In the middle of this tour accompanying 'A2-B-C' to film festivals all over the world (SCREENINGS), this week I am actually back home in Japan attending the Yamagata International Documentary Film Festival (YIDFF). The festival takes place only once every two years, and it has been my dream to someday screen one of my documentaries here.
I arrived in Yamagata yesterday straight from the UK, spending just one night in Tokyo where I picked up some more supplies and warm clothes (the first part of the tour was in Florida and Guam, and this morning in Yamagata the kerosene heaters in the inn's lobby are gentle creaking away).
'A2-B-C' was programmed in the 「ともにある」, or "Cinema With Us", strand of YIDFF, which is a program of documentary films that all deal with the March 11, 2011 disaster in some way (INFO in ENGLISH/日本語).
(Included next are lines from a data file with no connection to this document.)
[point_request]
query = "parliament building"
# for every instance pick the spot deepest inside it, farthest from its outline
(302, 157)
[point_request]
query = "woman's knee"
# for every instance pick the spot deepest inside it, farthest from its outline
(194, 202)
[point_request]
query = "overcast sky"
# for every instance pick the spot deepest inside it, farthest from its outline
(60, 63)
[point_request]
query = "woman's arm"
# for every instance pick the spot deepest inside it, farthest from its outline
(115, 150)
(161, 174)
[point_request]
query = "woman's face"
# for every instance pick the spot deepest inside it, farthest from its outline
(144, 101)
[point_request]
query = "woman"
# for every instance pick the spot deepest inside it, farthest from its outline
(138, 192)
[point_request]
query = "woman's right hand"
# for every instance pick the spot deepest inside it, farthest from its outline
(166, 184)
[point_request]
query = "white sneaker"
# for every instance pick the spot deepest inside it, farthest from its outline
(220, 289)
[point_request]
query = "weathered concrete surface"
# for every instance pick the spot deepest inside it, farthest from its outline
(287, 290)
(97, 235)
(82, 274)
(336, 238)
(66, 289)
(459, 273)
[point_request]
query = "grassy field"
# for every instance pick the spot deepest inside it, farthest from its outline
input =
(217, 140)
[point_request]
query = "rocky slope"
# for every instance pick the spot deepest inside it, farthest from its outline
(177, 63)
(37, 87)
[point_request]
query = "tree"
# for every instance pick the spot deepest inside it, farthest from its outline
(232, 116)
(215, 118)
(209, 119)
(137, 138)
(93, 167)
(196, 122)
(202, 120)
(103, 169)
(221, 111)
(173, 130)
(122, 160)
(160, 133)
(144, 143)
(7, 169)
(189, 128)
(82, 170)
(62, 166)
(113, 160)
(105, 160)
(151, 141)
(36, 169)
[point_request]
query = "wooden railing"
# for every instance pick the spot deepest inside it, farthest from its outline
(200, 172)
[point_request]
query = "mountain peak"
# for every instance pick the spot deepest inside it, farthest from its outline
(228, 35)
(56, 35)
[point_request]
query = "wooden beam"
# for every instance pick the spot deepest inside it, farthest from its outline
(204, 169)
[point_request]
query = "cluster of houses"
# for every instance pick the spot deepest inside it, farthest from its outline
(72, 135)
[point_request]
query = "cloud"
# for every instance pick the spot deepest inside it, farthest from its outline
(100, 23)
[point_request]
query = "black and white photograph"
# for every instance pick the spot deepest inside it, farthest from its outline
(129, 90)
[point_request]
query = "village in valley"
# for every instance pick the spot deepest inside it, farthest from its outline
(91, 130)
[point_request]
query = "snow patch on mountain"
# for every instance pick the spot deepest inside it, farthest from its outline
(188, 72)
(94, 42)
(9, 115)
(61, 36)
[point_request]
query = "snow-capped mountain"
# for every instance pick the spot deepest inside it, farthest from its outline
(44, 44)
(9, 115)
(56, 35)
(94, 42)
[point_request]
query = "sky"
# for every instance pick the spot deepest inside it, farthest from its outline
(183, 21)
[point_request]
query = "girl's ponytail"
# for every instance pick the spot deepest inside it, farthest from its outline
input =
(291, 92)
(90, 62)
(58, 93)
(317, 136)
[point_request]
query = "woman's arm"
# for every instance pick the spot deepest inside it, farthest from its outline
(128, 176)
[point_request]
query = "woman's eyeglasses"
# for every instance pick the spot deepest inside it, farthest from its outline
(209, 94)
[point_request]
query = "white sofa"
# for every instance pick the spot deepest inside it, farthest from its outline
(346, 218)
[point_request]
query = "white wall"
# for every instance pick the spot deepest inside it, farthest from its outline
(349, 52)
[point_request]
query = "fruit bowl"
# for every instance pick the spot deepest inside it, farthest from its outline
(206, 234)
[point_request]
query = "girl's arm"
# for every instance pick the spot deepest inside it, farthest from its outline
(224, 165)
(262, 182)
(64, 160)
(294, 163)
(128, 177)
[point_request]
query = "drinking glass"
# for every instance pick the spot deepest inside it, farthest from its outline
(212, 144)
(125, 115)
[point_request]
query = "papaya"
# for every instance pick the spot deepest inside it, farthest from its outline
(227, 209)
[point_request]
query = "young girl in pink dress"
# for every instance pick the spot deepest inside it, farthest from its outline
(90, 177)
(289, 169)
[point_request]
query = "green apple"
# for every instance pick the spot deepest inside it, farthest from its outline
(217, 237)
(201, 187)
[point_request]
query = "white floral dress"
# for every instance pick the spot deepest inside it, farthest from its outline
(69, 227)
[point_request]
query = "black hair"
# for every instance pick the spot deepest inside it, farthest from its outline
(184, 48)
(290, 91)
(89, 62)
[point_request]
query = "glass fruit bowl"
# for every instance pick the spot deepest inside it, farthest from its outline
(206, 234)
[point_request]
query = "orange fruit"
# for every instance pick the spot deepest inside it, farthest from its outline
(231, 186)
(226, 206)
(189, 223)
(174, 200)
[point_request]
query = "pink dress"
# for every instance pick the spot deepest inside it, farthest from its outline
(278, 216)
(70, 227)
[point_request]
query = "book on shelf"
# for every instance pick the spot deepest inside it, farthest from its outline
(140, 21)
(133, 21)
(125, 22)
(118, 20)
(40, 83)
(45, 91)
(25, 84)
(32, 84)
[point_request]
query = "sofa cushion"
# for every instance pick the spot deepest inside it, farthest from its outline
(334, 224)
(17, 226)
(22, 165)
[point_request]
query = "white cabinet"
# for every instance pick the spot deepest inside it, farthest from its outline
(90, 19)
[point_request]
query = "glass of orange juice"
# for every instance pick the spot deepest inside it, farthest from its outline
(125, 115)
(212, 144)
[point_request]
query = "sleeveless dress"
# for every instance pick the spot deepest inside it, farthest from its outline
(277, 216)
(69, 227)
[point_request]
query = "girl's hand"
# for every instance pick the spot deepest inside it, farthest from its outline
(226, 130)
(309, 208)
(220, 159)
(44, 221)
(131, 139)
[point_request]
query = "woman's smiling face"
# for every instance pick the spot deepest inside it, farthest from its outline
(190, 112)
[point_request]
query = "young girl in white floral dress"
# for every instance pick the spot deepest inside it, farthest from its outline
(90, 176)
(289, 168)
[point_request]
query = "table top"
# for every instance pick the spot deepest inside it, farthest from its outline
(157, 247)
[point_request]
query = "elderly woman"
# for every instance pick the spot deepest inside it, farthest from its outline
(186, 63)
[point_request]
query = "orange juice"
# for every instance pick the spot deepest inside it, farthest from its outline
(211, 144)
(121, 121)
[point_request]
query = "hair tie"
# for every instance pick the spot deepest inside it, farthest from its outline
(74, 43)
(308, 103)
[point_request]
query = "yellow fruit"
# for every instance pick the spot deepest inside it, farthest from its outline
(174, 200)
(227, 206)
It is significant that this program takes place here as Yamagata Prefecture is in Tohoku, the region of Japan that was so devastated by the disaster. Yamagata also lies beside Fukushima, and many people who fled the radioactive contamination have re-settled here.
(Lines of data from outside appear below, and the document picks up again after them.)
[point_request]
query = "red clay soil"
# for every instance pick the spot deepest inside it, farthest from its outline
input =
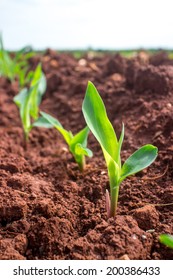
(48, 209)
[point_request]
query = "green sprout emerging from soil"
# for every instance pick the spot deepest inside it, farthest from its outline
(96, 118)
(167, 240)
(77, 143)
(28, 101)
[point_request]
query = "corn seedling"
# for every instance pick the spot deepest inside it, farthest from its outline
(96, 118)
(77, 143)
(29, 99)
(167, 240)
(16, 67)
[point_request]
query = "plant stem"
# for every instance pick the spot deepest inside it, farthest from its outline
(26, 137)
(82, 163)
(114, 192)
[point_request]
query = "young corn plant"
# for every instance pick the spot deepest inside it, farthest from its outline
(77, 143)
(16, 67)
(96, 118)
(166, 239)
(28, 101)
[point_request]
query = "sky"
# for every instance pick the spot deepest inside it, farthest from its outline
(80, 24)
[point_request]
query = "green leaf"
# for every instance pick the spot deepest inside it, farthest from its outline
(42, 122)
(81, 138)
(38, 87)
(96, 118)
(66, 134)
(139, 160)
(22, 100)
(120, 142)
(80, 150)
(167, 240)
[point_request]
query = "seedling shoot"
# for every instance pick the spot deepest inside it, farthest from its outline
(77, 143)
(97, 120)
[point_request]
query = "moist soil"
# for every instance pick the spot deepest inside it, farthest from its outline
(48, 208)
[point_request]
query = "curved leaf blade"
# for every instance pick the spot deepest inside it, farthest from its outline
(139, 160)
(80, 137)
(66, 134)
(97, 120)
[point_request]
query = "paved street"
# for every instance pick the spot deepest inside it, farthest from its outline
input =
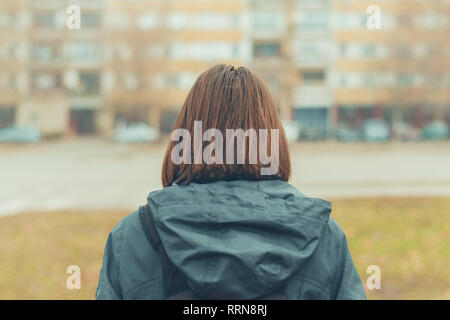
(93, 173)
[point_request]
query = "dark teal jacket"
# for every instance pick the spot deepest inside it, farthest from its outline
(240, 239)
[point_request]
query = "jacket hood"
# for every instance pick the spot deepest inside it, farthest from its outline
(238, 239)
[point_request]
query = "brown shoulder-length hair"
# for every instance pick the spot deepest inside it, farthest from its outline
(227, 98)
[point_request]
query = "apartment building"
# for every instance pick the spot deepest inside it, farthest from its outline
(156, 50)
(292, 49)
(135, 60)
(52, 74)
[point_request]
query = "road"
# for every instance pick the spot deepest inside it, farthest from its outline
(93, 173)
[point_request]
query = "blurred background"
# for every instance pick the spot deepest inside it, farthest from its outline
(85, 115)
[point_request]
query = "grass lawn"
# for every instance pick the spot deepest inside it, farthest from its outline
(407, 238)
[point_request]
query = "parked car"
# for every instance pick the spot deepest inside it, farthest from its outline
(375, 130)
(139, 132)
(436, 130)
(20, 134)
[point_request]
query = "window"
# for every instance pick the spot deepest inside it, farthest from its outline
(43, 52)
(264, 50)
(46, 81)
(267, 21)
(312, 76)
(83, 51)
(313, 20)
(44, 20)
(90, 20)
(147, 21)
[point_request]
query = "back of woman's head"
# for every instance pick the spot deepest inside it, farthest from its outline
(246, 131)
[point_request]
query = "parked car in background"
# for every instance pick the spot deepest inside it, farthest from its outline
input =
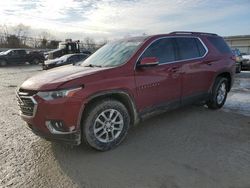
(245, 61)
(238, 58)
(97, 100)
(64, 60)
(20, 56)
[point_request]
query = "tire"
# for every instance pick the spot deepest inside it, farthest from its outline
(106, 124)
(238, 70)
(3, 63)
(219, 93)
(35, 61)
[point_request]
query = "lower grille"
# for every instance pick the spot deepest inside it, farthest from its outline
(26, 103)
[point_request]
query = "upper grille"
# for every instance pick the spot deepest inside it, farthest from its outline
(26, 102)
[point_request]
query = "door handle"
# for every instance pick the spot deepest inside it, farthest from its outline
(209, 63)
(174, 69)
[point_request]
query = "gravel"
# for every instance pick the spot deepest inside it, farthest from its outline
(189, 147)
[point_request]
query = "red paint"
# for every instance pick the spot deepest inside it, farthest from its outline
(146, 86)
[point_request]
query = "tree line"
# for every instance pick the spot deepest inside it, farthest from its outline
(19, 37)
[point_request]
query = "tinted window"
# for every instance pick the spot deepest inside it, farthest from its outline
(201, 48)
(219, 44)
(73, 59)
(114, 54)
(163, 49)
(20, 52)
(188, 48)
(82, 56)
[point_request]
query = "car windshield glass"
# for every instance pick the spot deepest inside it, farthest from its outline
(6, 52)
(112, 54)
(62, 46)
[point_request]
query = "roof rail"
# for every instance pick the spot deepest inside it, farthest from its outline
(190, 33)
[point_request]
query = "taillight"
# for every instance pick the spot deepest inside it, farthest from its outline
(233, 58)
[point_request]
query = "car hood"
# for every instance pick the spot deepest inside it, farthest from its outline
(52, 61)
(52, 79)
(246, 56)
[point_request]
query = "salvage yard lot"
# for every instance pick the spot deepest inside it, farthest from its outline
(190, 147)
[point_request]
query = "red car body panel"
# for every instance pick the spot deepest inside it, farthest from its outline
(146, 87)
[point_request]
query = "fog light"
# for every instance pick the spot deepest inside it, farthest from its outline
(57, 127)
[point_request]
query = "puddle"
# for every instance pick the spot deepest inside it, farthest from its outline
(238, 103)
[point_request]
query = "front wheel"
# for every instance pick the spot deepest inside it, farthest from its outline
(219, 93)
(105, 124)
(238, 69)
(35, 61)
(3, 63)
All of the screenings in the "Cinema With Us" strand take place in the beautiful Yamagata Museum of Art, which itself is a sight to behold.
The screening took place yesterday (LISTING in ENGLISH/日本語), and because of its close proximity to Fukushima, several of the families who appear in 'A2-B-C' were able to attend. It was an amazing experience to be able to share the film with them as they sat in an audience where some of the people attending were so-called 'nuclear refugees'.
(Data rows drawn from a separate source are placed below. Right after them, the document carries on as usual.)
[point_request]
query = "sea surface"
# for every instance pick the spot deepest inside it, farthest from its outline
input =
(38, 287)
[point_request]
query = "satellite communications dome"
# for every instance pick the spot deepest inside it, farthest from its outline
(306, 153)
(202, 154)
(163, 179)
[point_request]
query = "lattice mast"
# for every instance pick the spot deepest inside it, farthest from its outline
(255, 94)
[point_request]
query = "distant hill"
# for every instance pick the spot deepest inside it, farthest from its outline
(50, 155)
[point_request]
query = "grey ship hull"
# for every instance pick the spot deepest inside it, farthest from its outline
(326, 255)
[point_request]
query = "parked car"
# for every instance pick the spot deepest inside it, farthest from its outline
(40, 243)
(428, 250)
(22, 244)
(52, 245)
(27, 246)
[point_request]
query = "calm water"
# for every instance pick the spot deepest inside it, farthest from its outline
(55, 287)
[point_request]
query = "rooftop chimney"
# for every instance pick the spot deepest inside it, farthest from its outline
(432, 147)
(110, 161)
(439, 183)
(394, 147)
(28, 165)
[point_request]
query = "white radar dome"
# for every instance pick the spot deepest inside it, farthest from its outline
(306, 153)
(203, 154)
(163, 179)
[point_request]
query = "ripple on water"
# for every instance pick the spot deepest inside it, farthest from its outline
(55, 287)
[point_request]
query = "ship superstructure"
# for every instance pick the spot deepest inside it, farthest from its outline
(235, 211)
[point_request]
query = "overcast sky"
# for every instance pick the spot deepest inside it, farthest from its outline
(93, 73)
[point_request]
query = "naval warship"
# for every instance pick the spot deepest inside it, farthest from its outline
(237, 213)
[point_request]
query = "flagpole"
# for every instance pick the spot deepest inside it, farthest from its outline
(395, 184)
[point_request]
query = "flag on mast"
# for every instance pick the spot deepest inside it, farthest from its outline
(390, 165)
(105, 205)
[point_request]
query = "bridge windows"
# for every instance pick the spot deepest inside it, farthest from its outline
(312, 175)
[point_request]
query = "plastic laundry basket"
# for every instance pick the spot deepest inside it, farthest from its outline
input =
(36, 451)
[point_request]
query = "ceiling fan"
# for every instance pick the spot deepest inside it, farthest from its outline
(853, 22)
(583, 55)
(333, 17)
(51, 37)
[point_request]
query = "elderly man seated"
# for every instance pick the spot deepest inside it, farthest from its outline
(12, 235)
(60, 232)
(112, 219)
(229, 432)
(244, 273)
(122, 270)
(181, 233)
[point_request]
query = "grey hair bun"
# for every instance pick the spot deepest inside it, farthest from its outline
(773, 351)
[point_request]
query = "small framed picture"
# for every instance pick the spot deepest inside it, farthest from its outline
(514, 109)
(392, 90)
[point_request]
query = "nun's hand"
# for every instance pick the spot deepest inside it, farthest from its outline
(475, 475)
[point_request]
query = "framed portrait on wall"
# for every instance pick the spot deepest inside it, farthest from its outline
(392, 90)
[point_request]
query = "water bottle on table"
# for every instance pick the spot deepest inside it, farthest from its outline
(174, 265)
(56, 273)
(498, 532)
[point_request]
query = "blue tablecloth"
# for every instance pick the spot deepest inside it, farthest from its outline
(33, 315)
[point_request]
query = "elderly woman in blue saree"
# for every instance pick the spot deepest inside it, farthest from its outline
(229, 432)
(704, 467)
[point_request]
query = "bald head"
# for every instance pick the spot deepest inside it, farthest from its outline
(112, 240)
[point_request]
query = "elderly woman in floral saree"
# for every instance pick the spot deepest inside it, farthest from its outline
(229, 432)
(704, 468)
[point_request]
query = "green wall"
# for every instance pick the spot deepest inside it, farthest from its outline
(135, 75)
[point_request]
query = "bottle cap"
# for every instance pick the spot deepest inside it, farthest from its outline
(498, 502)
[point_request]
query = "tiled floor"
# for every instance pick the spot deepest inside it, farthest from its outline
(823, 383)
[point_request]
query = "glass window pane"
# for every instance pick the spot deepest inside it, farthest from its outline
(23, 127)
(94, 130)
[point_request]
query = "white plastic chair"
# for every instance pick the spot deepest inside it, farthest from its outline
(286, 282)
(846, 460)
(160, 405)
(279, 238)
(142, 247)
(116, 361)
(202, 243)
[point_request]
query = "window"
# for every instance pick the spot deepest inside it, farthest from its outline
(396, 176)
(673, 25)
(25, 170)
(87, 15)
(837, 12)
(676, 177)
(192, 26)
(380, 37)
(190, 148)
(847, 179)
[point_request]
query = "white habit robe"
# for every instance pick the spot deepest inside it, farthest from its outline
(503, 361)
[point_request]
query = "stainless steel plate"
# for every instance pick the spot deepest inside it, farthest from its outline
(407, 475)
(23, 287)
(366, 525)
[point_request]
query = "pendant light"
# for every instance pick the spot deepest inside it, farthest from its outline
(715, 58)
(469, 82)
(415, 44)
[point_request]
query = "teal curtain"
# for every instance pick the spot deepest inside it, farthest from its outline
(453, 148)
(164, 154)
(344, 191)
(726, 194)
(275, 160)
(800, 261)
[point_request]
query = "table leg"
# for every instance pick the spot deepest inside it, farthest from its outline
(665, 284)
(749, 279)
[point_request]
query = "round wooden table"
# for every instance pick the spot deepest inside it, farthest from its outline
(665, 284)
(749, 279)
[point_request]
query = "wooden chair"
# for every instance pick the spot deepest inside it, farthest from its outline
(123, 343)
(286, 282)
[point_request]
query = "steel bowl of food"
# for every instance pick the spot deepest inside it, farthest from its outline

The screening was packed, and the post-screening discussion focused on how the families in Fukushima can move forward and what prevents some of them from leaving and starting a new life somewhere else.
After the screening, the festival prepared a room for us so that the families and I could share some private time together away from the lobby where festival attendees were eager to meet and take photos of the 'A2-B-C' mothers and children. We talked about their experience of watching the film along with the general public and what they hope to gain from upcoming screenings of the film in Japan and abroad. As is tradition, I filmed post-screening messages, but this time not from the festival goers, but from the families themselves.
When I asked what they wanted to tell the world, one of the fathers quickly said, "Tell them that nothing has changed. Nothing."